Hluhluwe is a beautiful reserve <=> 3 hours north of Durban in Zululand, KwaZulu Natal. The landscape is stunning, and its forests, thickets, woodlands, and rivers are a haven for birds and game. Timber, sugar-cane, and pineapples are grown in the area.
…every day rhino and elephant are under siege by relentless poachers…
In 1895, British colonists declared Hluhluwe (pronounced SLOO SLOO WE in Zulu) a protected wildlife sanctuary. The reserve covers 370 square miles and includes the big five – elephant, leopard, lion, rhinoceros, and buffalo. The “Big Five are considered the most dangerous animals to hunt on foot”. Hluhluwe once was the “exclusive hunting domain of Zulu kings, including legendary King Shaka“.
We saw small game, large antelope, zebra, buffalo, elephant, and an elusive rhinoceros, but no wild dog, leopard, hyena, hippo, cheetah, or lion. It was the first time I’ve seen Nyala – a gorgeous animal native to South Africa!

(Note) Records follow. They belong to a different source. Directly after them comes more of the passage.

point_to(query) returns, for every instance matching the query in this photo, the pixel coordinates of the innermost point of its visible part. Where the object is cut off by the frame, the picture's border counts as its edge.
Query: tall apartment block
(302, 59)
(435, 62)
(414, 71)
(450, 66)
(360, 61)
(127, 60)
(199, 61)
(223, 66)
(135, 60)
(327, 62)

Game drives are always hit or miss, and I was happy to see smaller animals that were evasive during a two-month safari last year. Warthogs in Hluhluwe were abundant and came close to our vehicle. From my experiences in East Africa, as soon as they saw a safari vehicle, they ran away in a tiz with their little tails high in the air.
During Hluhluwe’s early years, the world’s white rhino population increased from an endangered 20 in the world, to and astonishing 100. “By 1960, rhino numbers improved so drastically that the Natal Parks Board relocated some of the animals to protected areas outside the reserve.”
“Today, Hluhluwe-Imfolozi is home to the largest populations of rhino in Africa, about 1,600 white rhino and 450 black rhino. Many African reserves restock their rhino population from this gene pool.”
Shockingly, rhino and elephant are always under siege by relentless poachers. Poaching is a serious crime and a continuing problem. Poachers are severely punished and rangers patrol parks and reserves 24/7.
After 7 pm, only vehicles with special permits can drive inside the reserve. After that hour, rangers have the right to shoot (without question) humans in the park. During the day, visitors are allowed out of their vehicles at certain points only – this rule is strictly followed for the safety and well-being of humans and game.
I’m learning a new Canon digital camera and took only a few photos during the drive. Still missing the broken Sony… It was a memorable, educational day at Hluhluwe – good company and time well spent!